We are fortunate to have an 'eye-witness' account of this incident in the diary of Simon Forman who also gives an account of a typical afternoon of leisure in London in the early years of James I. This account includes his impressions of A Maidenhead Taken itself. Forman's work has become a major source for literary historians...
Was fortunate to see the newe plaie by jenkin at the jubilee playhouse, A Maidenhead Taken. Mrs Stainsheet used disgracefully by jack, a juggeler, who set live jellyfish into her queynte. She seemed to enjoie it and screamed sweetly. The boy who plaied her, Thomas Tages, did it q well. Had two pigeons and a spatchcock with a flagon of Rhenish then to the beargardin. two dogges sett at the stake with a beare. Good sport. Returned to Golden garter for shaggyng of Mary several tymes. Wearie tonight.
"What a life!" Veda remarked. Anthea's eyes had glazed over.
The Prentizes, to the nomber of 4. or 500, comitted extreame insolencies on Tewsday last; part of this nomber leving the Jubbille playehouse hard by the Charinge Cross took their course for the Iack daw at Kilburn and passing the house of the Garter did there besett the house around, broke in, wounded divers of the women, breaking open trunckes & whatt apparell, bookes or other things they found, they burnt & cutt in peeces; & used the women in a manere most shameful notwithstanding the jelifish; & nott content herewith, they gott on the top of the house, & untiled it, trying to pull the house downe to the grownd. & had not the Justices of Peace & Sherife levied an aide, & hindred their purpose, they would have layed that house likewise even with the grownd.
In this skyrmishe a Justice of the Peece, while he was reading a Proclamacion, had his head broken with a brick batt, & one prentice was slaine, being shott through the head with a pistoll. Many other of their fellowes were sore hurt, & such of them as are taken his Majestie hath commaunded shal be executed for example sake. Methinks Mistress Termagent should sue Jedburgh's Men for this outtrage.
These boys were, what, thirteen? Fourteen? Tch. Young 'uns in the old days.
A Justice of the Peace arrested one suche prentize who besett the Jachyn at the jubile, & tryed to pull it downe to the grownd. He strucke the head so the eye fell owte.
Veda's blood suddenly ran cold. Hastily she scrabbled at the second paper. Some words had been highlighted in eye-searing jaune, and what she read made her freeze.

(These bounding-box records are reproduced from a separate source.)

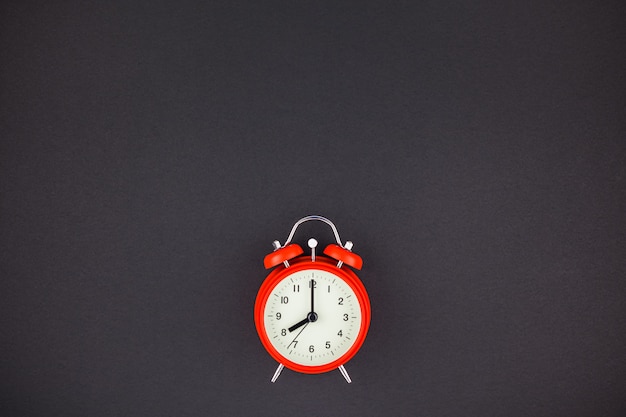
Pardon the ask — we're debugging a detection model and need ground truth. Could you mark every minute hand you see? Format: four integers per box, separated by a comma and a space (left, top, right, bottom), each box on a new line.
288, 316, 309, 333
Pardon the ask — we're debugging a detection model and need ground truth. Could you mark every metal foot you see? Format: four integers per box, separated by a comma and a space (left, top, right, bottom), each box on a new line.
272, 363, 285, 382
337, 365, 352, 384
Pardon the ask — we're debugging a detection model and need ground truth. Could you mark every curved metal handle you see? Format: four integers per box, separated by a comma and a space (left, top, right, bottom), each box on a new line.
283, 216, 343, 247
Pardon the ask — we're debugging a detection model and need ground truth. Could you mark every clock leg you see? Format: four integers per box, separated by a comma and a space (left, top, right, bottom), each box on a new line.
272, 363, 285, 382
337, 365, 352, 384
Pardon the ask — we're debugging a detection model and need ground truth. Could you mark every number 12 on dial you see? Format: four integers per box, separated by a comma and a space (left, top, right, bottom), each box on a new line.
254, 216, 371, 382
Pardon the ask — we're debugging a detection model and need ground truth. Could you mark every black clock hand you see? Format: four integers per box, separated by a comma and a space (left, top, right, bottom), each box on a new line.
287, 321, 309, 349
289, 316, 309, 332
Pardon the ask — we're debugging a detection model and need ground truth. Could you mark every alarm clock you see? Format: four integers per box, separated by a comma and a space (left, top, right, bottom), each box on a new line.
254, 216, 371, 383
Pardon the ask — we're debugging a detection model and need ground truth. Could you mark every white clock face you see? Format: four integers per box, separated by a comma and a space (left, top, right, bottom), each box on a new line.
263, 269, 362, 366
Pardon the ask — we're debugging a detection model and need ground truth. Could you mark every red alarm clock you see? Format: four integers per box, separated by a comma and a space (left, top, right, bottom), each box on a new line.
254, 216, 371, 383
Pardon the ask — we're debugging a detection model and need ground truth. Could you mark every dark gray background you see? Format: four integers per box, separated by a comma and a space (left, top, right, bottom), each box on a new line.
0, 0, 626, 417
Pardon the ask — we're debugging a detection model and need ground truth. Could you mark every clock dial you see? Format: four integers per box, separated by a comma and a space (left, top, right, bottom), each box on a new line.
263, 269, 362, 366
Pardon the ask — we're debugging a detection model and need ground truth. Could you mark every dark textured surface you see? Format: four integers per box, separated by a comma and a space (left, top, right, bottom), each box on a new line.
0, 0, 626, 417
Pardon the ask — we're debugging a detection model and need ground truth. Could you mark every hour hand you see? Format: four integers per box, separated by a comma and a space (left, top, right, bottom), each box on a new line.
289, 316, 309, 332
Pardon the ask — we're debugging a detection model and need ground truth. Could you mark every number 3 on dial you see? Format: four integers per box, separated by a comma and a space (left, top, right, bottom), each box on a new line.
254, 216, 371, 382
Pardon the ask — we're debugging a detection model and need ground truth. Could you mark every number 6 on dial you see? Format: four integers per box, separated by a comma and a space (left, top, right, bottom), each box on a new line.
254, 216, 371, 383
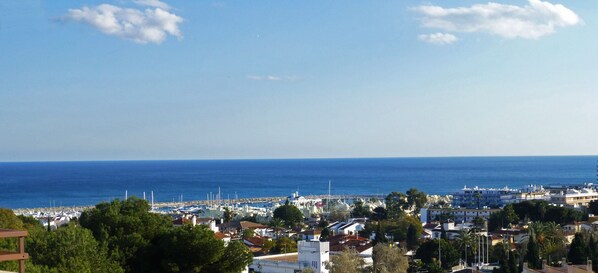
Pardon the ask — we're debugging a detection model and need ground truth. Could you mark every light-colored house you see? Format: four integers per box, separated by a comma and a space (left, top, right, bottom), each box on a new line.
301, 229, 322, 241
522, 258, 594, 273
248, 241, 330, 273
328, 222, 365, 235
550, 188, 598, 208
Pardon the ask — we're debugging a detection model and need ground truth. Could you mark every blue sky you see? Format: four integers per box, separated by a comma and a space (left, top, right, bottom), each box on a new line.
0, 0, 598, 161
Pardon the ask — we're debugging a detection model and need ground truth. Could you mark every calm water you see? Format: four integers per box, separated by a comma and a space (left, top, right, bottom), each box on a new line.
0, 156, 598, 208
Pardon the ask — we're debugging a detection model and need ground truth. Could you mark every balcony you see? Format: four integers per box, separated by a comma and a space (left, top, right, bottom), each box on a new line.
0, 229, 29, 273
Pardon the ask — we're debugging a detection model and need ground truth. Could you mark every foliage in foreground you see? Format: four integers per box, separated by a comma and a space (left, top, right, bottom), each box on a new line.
0, 198, 253, 273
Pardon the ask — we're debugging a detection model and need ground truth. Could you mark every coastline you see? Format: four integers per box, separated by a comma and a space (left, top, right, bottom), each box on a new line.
12, 194, 386, 215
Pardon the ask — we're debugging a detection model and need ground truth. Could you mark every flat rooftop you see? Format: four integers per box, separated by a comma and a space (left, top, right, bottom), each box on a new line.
260, 253, 299, 263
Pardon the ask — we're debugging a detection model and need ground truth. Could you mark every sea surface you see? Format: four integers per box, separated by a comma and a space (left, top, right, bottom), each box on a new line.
0, 156, 598, 208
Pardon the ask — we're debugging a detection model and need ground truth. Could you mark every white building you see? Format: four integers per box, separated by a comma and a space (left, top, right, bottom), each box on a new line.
249, 241, 330, 273
550, 188, 598, 208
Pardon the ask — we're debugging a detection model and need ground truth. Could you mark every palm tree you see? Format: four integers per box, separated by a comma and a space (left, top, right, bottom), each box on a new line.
530, 222, 566, 262
457, 229, 477, 263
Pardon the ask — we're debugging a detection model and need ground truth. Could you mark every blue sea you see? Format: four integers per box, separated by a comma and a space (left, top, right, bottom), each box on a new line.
0, 156, 598, 208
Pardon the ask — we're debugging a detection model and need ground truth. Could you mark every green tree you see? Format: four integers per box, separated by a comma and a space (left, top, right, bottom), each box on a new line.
384, 192, 409, 219
567, 233, 589, 264
0, 208, 24, 230
273, 204, 303, 227
407, 188, 428, 213
222, 207, 234, 223
374, 222, 388, 244
415, 239, 460, 269
80, 197, 172, 272
27, 224, 124, 273
262, 240, 276, 254
202, 241, 253, 273
241, 228, 255, 239
372, 207, 388, 221
351, 200, 372, 218
456, 229, 477, 262
525, 229, 542, 269
588, 200, 598, 215
276, 237, 297, 253
0, 208, 24, 271
406, 224, 421, 250
320, 228, 330, 242
326, 246, 364, 273
372, 244, 409, 273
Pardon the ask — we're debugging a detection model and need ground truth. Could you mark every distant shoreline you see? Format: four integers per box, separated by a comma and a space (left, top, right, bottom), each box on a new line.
12, 194, 386, 214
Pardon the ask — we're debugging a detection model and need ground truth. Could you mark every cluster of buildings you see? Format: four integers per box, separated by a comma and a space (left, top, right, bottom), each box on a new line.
451, 183, 598, 209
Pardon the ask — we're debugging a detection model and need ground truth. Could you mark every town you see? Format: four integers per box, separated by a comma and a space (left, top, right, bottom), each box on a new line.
0, 183, 598, 273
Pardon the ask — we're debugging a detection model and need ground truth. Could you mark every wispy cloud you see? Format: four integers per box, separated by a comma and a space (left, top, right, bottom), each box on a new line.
246, 75, 299, 81
413, 0, 581, 39
64, 1, 183, 44
133, 0, 170, 10
418, 32, 459, 45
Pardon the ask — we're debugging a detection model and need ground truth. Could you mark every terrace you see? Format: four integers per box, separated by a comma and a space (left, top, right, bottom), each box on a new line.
0, 229, 29, 273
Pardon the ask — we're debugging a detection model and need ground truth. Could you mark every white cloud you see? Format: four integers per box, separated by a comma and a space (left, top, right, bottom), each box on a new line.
414, 0, 581, 39
65, 4, 183, 44
133, 0, 170, 10
418, 32, 459, 45
246, 75, 299, 81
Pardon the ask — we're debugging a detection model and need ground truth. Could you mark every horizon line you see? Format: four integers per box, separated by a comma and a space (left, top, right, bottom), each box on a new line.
0, 154, 598, 164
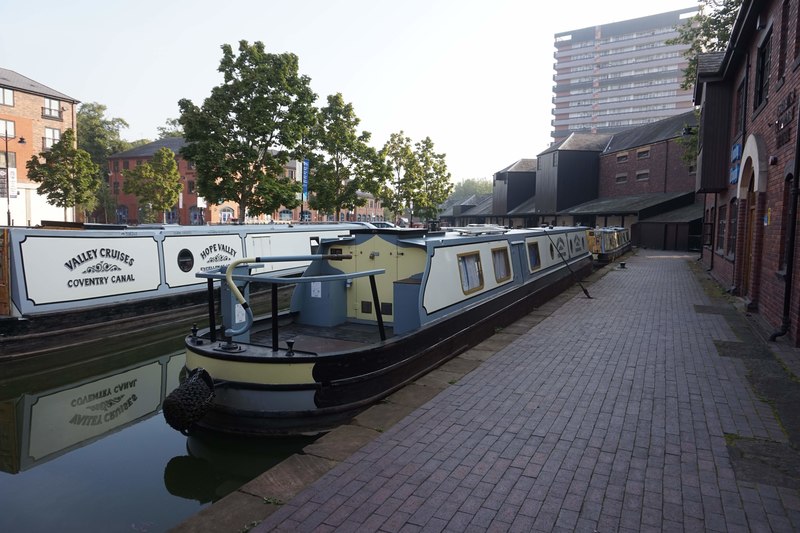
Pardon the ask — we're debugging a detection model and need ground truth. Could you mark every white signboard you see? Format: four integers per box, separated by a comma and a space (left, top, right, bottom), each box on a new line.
163, 233, 242, 287
20, 236, 161, 305
28, 362, 161, 460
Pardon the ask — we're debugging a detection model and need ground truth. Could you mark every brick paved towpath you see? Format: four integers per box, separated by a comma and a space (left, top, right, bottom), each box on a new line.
251, 250, 800, 533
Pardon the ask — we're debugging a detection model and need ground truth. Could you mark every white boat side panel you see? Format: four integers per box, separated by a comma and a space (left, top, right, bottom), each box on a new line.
186, 350, 314, 385
163, 234, 243, 287
28, 361, 162, 460
422, 239, 514, 314
20, 236, 161, 305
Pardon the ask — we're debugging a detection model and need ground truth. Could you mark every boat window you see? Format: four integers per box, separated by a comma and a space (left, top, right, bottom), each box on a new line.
458, 252, 483, 294
528, 242, 542, 272
492, 248, 511, 283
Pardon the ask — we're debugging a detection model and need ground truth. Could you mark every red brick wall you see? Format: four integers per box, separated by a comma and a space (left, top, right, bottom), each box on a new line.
598, 139, 695, 198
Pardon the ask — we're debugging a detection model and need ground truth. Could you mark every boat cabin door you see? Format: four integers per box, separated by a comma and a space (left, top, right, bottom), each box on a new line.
348, 236, 402, 322
0, 229, 11, 316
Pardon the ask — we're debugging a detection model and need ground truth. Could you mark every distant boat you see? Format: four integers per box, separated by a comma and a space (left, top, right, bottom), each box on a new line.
163, 225, 592, 435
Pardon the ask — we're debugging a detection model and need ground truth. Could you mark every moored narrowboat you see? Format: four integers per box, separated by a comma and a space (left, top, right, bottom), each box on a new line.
163, 225, 592, 435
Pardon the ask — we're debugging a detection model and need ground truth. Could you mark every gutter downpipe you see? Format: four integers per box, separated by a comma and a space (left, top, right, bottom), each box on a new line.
769, 109, 800, 342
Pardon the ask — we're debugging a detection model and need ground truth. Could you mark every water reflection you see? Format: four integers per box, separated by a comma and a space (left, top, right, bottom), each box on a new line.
0, 337, 310, 532
164, 433, 316, 503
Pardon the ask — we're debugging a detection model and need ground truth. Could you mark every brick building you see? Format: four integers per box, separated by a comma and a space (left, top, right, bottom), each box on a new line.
695, 0, 800, 344
0, 68, 79, 226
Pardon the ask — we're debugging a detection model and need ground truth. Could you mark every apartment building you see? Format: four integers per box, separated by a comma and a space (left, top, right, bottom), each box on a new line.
551, 7, 697, 142
0, 68, 79, 226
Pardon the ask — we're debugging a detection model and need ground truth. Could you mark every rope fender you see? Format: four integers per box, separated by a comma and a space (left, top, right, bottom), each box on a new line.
161, 367, 214, 435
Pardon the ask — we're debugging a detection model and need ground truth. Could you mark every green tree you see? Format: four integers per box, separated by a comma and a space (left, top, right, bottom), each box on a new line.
122, 148, 183, 222
178, 41, 316, 221
447, 178, 492, 203
25, 129, 102, 217
666, 0, 742, 165
309, 93, 388, 220
414, 137, 453, 220
378, 130, 422, 225
156, 118, 183, 139
76, 102, 131, 222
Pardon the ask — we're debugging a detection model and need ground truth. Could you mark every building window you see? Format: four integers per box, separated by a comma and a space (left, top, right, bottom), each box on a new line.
219, 207, 233, 224
492, 248, 511, 283
753, 31, 772, 109
458, 252, 483, 294
528, 242, 542, 272
728, 198, 739, 255
0, 89, 14, 106
117, 205, 128, 224
0, 120, 17, 139
42, 98, 61, 119
733, 80, 747, 137
717, 205, 728, 252
44, 128, 61, 150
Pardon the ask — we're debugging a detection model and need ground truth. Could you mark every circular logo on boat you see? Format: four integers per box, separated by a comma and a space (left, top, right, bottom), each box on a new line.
178, 248, 194, 272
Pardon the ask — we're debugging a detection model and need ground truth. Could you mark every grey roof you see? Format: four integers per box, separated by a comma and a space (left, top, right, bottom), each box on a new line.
639, 203, 703, 224
603, 111, 697, 154
109, 137, 186, 159
0, 68, 80, 104
508, 196, 536, 216
697, 52, 725, 76
459, 194, 493, 217
497, 158, 536, 174
559, 192, 694, 215
539, 133, 614, 155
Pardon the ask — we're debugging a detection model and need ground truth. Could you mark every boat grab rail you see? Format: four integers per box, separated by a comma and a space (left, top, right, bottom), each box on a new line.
220, 254, 353, 337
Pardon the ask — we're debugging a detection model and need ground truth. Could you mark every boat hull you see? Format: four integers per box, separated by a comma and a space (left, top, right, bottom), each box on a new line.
186, 254, 592, 435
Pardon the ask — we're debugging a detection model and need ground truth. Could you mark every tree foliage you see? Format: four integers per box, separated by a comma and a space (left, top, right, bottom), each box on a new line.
25, 129, 102, 216
666, 0, 742, 90
309, 93, 388, 220
378, 130, 422, 219
76, 102, 131, 176
156, 118, 183, 139
178, 41, 316, 220
122, 148, 183, 222
414, 137, 453, 220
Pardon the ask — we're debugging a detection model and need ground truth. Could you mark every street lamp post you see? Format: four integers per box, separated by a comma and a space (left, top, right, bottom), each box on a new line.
3, 122, 25, 226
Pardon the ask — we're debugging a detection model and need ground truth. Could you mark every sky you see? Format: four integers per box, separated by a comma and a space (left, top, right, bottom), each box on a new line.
0, 0, 697, 183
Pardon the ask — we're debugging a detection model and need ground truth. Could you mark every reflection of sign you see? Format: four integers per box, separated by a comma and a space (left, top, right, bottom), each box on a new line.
28, 362, 162, 460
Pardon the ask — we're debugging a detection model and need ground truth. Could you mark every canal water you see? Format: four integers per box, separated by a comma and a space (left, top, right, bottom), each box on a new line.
0, 330, 313, 533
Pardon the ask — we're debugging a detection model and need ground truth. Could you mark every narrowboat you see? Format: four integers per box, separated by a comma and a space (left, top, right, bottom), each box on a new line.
589, 226, 631, 264
0, 224, 362, 359
162, 225, 592, 436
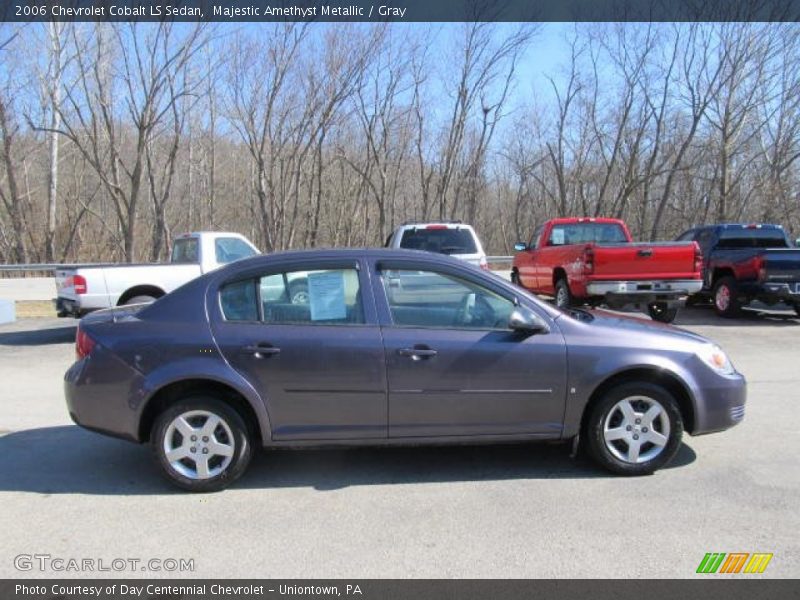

The fire at the Records Office at Jackdaw Lane, Kilburn, on July 9th 1776, destroyed forty-two plays, including those of a number of England's leading playmakers. Works by Shakespeare, Heywood, Dekker, Chettle, Jankyn and Hemmings were lost. The list of pieces destroyed follows:
Maƒter Gileƒ Iankyn
Ye Barmepot o Barneƒelie (pt 1)
A Maidenhead Ta'en
Jump, or the Divil will take thee
The cause of the fire is unknown, but one Timothy Thomas, a tailor from Kilburn, was arrested on suspicion of arson. He was later released, despite a number of eye witnesses testifying that they had seen Thomas bearing a burning rag and running towards the Jackdaw Lane office screaming "I'll settle this JASOn once and for all." Thomas was later found in a cellar in Frognal. His tongue had been slit, his eardrums burst, his genitals pierced and his eyes pecked out. One word was carved in the flesh of his arm, "JASOn". No-one was charged with his murder. Some have suggested that the murder, which bore the marks of a ritual killing, was the revenge of a secret society which existed to protect
The rest of the page had been torn away.
The ringing telephone shattered the spell. As though in a dream, Veda watched Anthea lift the receiver and simper to the Editor, cover the mouthpiece to relay the message that the police were making enquiries, that the attack on the statue was linked to the fight at the Jacquard, and had Veda seen anything on her way from the club? Apparently the curator had spotted a pug-face boy straddling Jachin's huge black head. Zombiefied, Veda shook a dumb head. Anthea simpered into the mouthpiece, replaced the receiver, flapped one amber-tipped hand, spoke once again.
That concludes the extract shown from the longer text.